Do They Take Requests? “It would seem like most of the time, people would be annoyed by requests,” says Riley. “But if you’re not a DJ and somebody’s saying, ‘Oh, play this,’ it makes it easier for you.”

 Bierwax Bar NYC

BierWax

Owner Chris Maestro’s Brooklyn joint, which opened its doors last winter, is as dead serious about beats and brass as it is about beer. Jazz, soul, funk and hip-hop are the collective audible raison d’être. “I’ve been a DJ and record collector since my late teens, and then eventually got into craft beer very seriously,” says Maestro. “So it was a way to combine those elements under one roof.” As for the sudden preponderance of like-minded establishments, Maestro didn’t time the launch of BierWax to coincide, but in his view, “To have good analog music and great craft beer or cocktails, the more the merrier.”

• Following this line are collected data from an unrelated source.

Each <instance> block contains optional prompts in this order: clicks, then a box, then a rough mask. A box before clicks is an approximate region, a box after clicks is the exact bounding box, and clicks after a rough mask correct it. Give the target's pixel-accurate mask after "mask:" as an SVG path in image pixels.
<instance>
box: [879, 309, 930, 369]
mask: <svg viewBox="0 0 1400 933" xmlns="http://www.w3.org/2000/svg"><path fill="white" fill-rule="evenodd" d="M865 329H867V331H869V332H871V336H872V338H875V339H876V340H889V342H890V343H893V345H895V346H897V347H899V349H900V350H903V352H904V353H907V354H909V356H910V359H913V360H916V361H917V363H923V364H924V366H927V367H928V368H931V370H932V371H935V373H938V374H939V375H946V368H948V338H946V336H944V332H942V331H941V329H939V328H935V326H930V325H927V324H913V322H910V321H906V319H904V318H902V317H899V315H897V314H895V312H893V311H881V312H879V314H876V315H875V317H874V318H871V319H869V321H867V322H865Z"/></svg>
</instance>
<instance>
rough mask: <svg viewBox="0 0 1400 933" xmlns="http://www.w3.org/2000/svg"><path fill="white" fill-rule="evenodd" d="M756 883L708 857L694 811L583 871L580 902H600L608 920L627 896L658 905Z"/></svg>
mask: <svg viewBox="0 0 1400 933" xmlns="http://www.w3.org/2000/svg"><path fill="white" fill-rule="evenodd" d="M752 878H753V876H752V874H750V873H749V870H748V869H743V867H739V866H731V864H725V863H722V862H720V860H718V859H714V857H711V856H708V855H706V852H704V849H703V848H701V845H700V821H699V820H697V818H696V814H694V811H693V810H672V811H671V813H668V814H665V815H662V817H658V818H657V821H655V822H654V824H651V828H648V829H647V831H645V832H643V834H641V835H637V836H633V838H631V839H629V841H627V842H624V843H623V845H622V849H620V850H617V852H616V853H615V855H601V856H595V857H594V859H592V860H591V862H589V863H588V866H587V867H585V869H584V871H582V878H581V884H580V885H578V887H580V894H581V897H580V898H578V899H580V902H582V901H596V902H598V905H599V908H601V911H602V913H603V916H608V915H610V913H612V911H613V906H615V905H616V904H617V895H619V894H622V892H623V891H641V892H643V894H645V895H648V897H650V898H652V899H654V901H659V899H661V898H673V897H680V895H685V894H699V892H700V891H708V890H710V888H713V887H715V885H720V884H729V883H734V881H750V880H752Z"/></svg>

Total No. of Records: Maestro pegs the current tally at about 6,000, up from 5,000 when they first opened. “I’d love for it to expand, but now we’re going to be selective, just because of space.” (Plus, he plans to begin selling some of the collection out of BierWax soon.)
Personal Favorite :
Cymande’s self-titled 1972 debut, known for its song “Dove,” later sampled by The Fugees, or any of Texan trio Khruangbin’s string of EPs, dating back to 2010.
Most-Played: Budos Band gets plenty of love, and Maestro confesses that he “had to hide” Lauryn Hill’s Miseducation of Lauryn Hill, which gets repeated spins from male and female bartenders alike.
Do They Take Requests? A no-requests sign on the premises makes their stance pretty plain. “It’s coming from a DJ mentality,” says Maestro. “You want the customer to be there for the ride and trust the expertise of the folks providing the music and the beer to take you through a guided experience.”